Addressing all those taking part in the workshop, Mr Naiken said:
“The rapid degradation in the agricultural sector particularly the crop sector has led to loss of interest in new ideas pertaining to crop production and many farmers and technicians have left the industry.”

 He added that “the sustainable land management project has injected a new dimension of capacity building through the empowerment of farmers to solve problems on their farms”.

He stressed the role that the SAA has to play to ensure that the local farming community continues to benefit from sound technical advice for future growth of the sector.

The sustainable land management project has since November 2010, under an activity entitled ‘Development and Implementation of sustainable land management through soil conservation and soil fertility in agriculture’ funded several small projects for the farming community including: training for over 60 farmers held on Mahe and Praslin on the subject of soil sampling, the purchase of several pieces of soil testing equipment for the soil laboratory of SAA, incorporating the mainstreaming best agricultural practices in the SAHTC curriculum, a field guide for collecting, packing, labelling and transporting soil samples and also financing the draft, design and print of the Best Practices Manual.
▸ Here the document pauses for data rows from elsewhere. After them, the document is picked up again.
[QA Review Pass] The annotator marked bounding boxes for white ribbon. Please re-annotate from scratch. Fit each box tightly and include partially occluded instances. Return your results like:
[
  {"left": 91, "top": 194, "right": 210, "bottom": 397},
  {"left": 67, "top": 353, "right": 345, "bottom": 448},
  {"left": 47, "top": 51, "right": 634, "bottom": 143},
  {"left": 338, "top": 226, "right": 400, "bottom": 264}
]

A memorandum of understanding was signed in 2011 between the GOS-UNDP-GEF Programme Coordination Unit and the SAA to upgrade and enhance the soil laboratory.
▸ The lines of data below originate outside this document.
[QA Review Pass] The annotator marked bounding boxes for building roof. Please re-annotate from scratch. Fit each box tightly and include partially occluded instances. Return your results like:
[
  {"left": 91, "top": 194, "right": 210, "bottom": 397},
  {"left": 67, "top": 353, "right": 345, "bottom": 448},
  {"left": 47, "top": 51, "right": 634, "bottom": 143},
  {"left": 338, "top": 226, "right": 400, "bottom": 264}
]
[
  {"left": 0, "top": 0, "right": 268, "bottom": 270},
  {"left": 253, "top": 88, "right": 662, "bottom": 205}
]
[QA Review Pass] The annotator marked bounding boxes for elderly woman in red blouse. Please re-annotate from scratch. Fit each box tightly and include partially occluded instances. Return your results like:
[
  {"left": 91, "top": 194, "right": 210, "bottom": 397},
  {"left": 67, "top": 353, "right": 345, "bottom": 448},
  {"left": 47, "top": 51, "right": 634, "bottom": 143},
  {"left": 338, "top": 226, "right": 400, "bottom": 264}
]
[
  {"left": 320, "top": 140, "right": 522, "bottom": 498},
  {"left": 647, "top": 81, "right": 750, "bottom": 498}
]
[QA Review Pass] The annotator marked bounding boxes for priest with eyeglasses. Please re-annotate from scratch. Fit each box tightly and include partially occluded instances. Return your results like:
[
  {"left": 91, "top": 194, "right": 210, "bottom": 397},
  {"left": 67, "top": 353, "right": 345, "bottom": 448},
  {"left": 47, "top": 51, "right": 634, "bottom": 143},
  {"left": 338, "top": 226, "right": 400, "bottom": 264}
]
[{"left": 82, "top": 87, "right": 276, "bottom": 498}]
Another purpose of the workshop was to seek farmers’ and other stakeholders’ views on the fees being proposed for the use of the laboratory in order to ensure sustainability of the services provided and also to validate the proposals for mainstreaming best agricultural practices in the Seychelles Agriculture and Horticulture Training College curriculum.

The main presenters were Barry Nourrice, Jean Alcindor and Mr Nancy, all of whom have a lot of knowledge on soil conservation and management.